Re: Parallel Seq Scan

From: Stefan Kaltenbrunner <stefan(at)kaltenbrunner(dot)cc>
To: Stephen Frost <sfrost(at)snowman(dot)net>, Amit Kapila <amit(dot)kapila16(at)gmail(dot)com>
Cc: Jim Nasby <Jim(dot)Nasby(at)bluetreble(dot)com>, Robert Haas <robertmhaas(at)gmail(dot)com>, Fabrízio Mello <fabriziomello(at)gmail(dot)com>, Thom Brown <thom(at)linux(dot)com>, pgsql-hackers <pgsql-hackers(at)postgresql(dot)org>
Subject: Re: Parallel Seq Scan
Date: 2015-01-09 21:15:08
Message-ID: 54B044DC.4070104@kaltenbrunner.cc
Views: Raw Message | Whole Thread | Download mbox | Resend email
Thread:
Lists: pgsql-hackers

On 01/09/2015 08:01 PM, Stephen Frost wrote:
> Amit,
>
> * Amit Kapila (amit(dot)kapila16(at)gmail(dot)com) wrote:
>> On Fri, Jan 9, 2015 at 1:02 AM, Jim Nasby <Jim(dot)Nasby(at)bluetreble(dot)com> wrote:
>>> I agree, but we should try and warn the user if they set
>>> parallel_seqscan_degree close to max_worker_processes, or at least give
>>> some indication of what's going on. This is something you could end up
>>> beating your head on wondering why it's not working.
>>
>> Yet another way to handle the case when enough workers are not
>> available is to let user specify the desired minimum percentage of
>> requested parallel workers with parameter like
>> PARALLEL_QUERY_MIN_PERCENT. For example, if you specify
>> 50 for this parameter, then at least 50% of the parallel workers
>> requested for any parallel operation must be available in order for
>> the operation to succeed else it will give error. If the value is set to
>> null, then all parallel operations will proceed as long as at least two
>> parallel workers are available for processing.
>
> Ugh.

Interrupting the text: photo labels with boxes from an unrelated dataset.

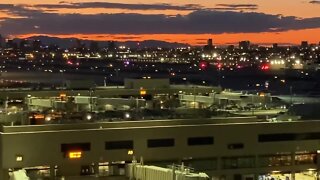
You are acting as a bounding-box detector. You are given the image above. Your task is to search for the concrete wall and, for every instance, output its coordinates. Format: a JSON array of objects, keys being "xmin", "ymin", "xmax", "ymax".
[
  {"xmin": 1, "ymin": 121, "xmax": 320, "ymax": 179},
  {"xmin": 124, "ymin": 79, "xmax": 170, "ymax": 89}
]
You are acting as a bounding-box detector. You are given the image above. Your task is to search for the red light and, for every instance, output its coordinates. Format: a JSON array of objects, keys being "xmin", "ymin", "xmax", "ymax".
[{"xmin": 261, "ymin": 65, "xmax": 270, "ymax": 71}]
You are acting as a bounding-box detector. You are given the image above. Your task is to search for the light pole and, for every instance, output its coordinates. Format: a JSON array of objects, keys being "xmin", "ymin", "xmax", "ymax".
[
  {"xmin": 290, "ymin": 86, "xmax": 292, "ymax": 105},
  {"xmin": 193, "ymin": 86, "xmax": 196, "ymax": 109}
]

I'm not a fan of this.. Based on how we're talking about modeling
> this, if we decide to parallelize at all, then we expect it to be a win.
> I don't like the idea of throwing an error if, at execution time, we end
> up not being able to actually get the number of workers we want-
> instead, we should degrade gracefully all the way back to serial, if
> necessary. Perhaps we should send a NOTICE or something along those
> lines to let the user know we weren't able to get the level of
> parallelization that the plan originally asked for, but I really don't
> like just throwing an error.

yeah this seems like the the behaviour I would expect, if we cant get
enough parallel workers we should just use as much as we can get.
Everything else and especially erroring out will just cause random
application failures and easy DoS vectors.
I think all we need initially is being able to specify a "maximum number
of workers per query" as well as a "maximum number of workers in total
for parallel operations".

>
> Now, for debugging purposes, I could see such a parameter being
> available but it should default to 'off/never-fail'.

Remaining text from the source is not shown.